A sociedade organizada não pode sucumbir às dificuldades do contexto atual e precisa definir a pauta mais efetiva do movimento social e sindical. É preciso dar ao tema a real importância que tem na definição dos rumos da educação.

Assim, o ANDES-SN conclama a comunidade universitária e as entidades comprometidas com a educação pública, gratuita, de qualidade e socialmente referenciada do país a se debruçar sobre o tema para fazer desta mobilização um fato político significativo e contundente frente a mais essa ofensiva conjunta do setor privatista da educação e do governo, que lhe concede abertamente prerrogativas antagônicas ao interesse público.

 

Lutar contra a precarização do trabalho docente

As relações, as condições e a natureza do rabalho docente vêm sendo profundamente precarizadas. O fato de que o crescimento do número de funções docentes tem ocorrido majoritariamente nas IES privadas é a primeira evidência desse processo. O maior crescimento de empregos universitários deu-se no setor onde historicamente se verificam as piores condições de trabalho. Em regra, nesse setor os contratos de trabalho são estruturados apenas em carga horária de ensino. Como exemplo, tem-se atualmente que, das 185 mil funções existentes nas IPES, 118 mil são caracterizadas por regime horista, sem expectativa de plano de carreira e de desenvolvimento de atividades de pesquisa e de extensão. No caso do setor público, o raquítico crescimento das funções docentes também aconteceu sob a marca da precarização, já que, das 33 mil funções geradas entre 1980 e 2004, cerca de 21 mil referem-se às jovens IES públicas estaduais que nasceram exibindo formas falaciosamente criativas de contratação. Além dos contratos temporários e efetivos baseados em hora-aula (pagamento por aula e ausência de plano de carreira), tem sido prática corrente o recurso às bolsas de pesquisa e adicionais a título de extensão como forma de remuneração dos docentes. Mesmo em universidades consolidadas como a UNESP, a expansão deu-se, principalmente, pela extensão dos docentes já efetivos para os novos campi e pela contratação de docentes por períodos de 3 meses, regime de trabalho chamado de professores conferencistas. Some-se a esse quadro a política generalizada de arrocho salarial no sistema público que leva o docente a vender cursos e diversos tipos de serviços.

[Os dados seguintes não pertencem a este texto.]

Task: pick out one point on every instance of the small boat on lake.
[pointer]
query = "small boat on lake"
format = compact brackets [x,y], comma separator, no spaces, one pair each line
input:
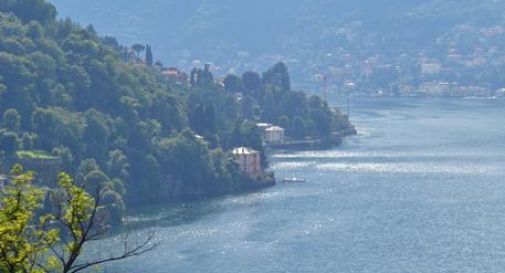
[294,180]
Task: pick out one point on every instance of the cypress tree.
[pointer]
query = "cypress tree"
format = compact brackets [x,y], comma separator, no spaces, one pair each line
[149,55]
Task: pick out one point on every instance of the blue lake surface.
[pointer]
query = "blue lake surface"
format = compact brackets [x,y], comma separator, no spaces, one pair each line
[420,189]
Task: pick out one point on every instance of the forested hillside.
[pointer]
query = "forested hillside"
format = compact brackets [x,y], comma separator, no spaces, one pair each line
[216,30]
[67,96]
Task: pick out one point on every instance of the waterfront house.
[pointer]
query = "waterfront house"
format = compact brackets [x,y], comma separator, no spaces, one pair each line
[274,135]
[249,161]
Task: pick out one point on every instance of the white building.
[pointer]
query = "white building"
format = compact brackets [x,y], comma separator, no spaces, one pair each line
[249,161]
[274,134]
[431,68]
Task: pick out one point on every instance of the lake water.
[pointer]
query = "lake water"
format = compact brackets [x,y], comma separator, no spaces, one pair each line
[420,189]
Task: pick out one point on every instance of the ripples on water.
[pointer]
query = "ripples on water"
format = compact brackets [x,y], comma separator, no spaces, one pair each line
[421,189]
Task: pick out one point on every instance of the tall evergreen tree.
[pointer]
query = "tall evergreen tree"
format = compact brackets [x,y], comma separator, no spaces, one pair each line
[149,55]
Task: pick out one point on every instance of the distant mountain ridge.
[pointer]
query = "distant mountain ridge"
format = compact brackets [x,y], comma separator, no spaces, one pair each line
[219,29]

Ironicamente denominadas de apoio às instituições públicas, as fundações privadas passam a desempenhar papel privilegiado, rompendo o princípio republicano da separação entre os entes públicos e os interesses privados numa afronta evidente à Constituição brasileira.

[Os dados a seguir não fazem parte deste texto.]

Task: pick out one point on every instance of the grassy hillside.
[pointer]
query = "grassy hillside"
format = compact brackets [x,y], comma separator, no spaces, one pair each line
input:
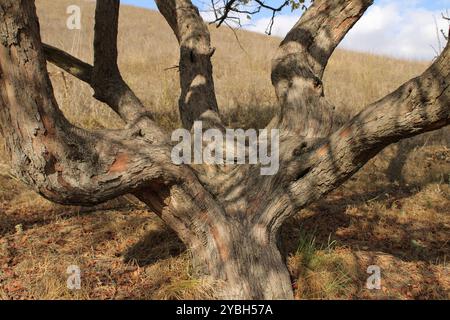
[394,213]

Outro aspecto da precarização do trabalho do docente pode ser visto no aumento do próprio trabalho, na carga didática nos cursos de graducação e crescimento dos cursos de pósgraduação que somente nesses últimos dez anos teve seu número duplicado, intensificando a carga de trabalho referente a aulas e orientações. Além disso, a pressão exercida para intensificar o trabalho do docente impõe metas de produção acadêmica que são aumentadas ano após ano. Tal pressão encontra-se alicerçada na idéia de que os docentes devem ser mais “produtivos”, aumentando a quantidade de “produtos” como aulas, orientações, publicações, projetos, patentes etc. À medida que esse padrão produtivista se torna a essência do trabalho do docente, fatores como a competição por bolsas, por editais de financiamento para pesquisa e até mesmo pelos primeiros lugares nessa hierarquia acadêmica tornam-se por si mesmos os critérios de avaliação das atividades docentes pouco importando a qualidade final do trabalho. É a chamada avaliação em si referenciada. Além disso, esse modelo passa a determinar a estruturação da pesquisa no interior das instituições privatizando o uso de todos os meios de produção acadêmicos (livros, laboratórios etc), já que estes se apresentam cada vez mais concentrados e disponibilizados para as áreas “vocacionadas” para o mercado. Nessa lógica competitiva, não há espaço para todos. Ao contrário, ela é estruturalmente excludente da maioria e utiliza apenas como emblema a qualidade como justificador da exclusão que lhe é intrínseca. Quem não se adapta é praticamente impedido de concorrer aos editais dos órgãos de fomento à produção científica sendo ejetado do sistema.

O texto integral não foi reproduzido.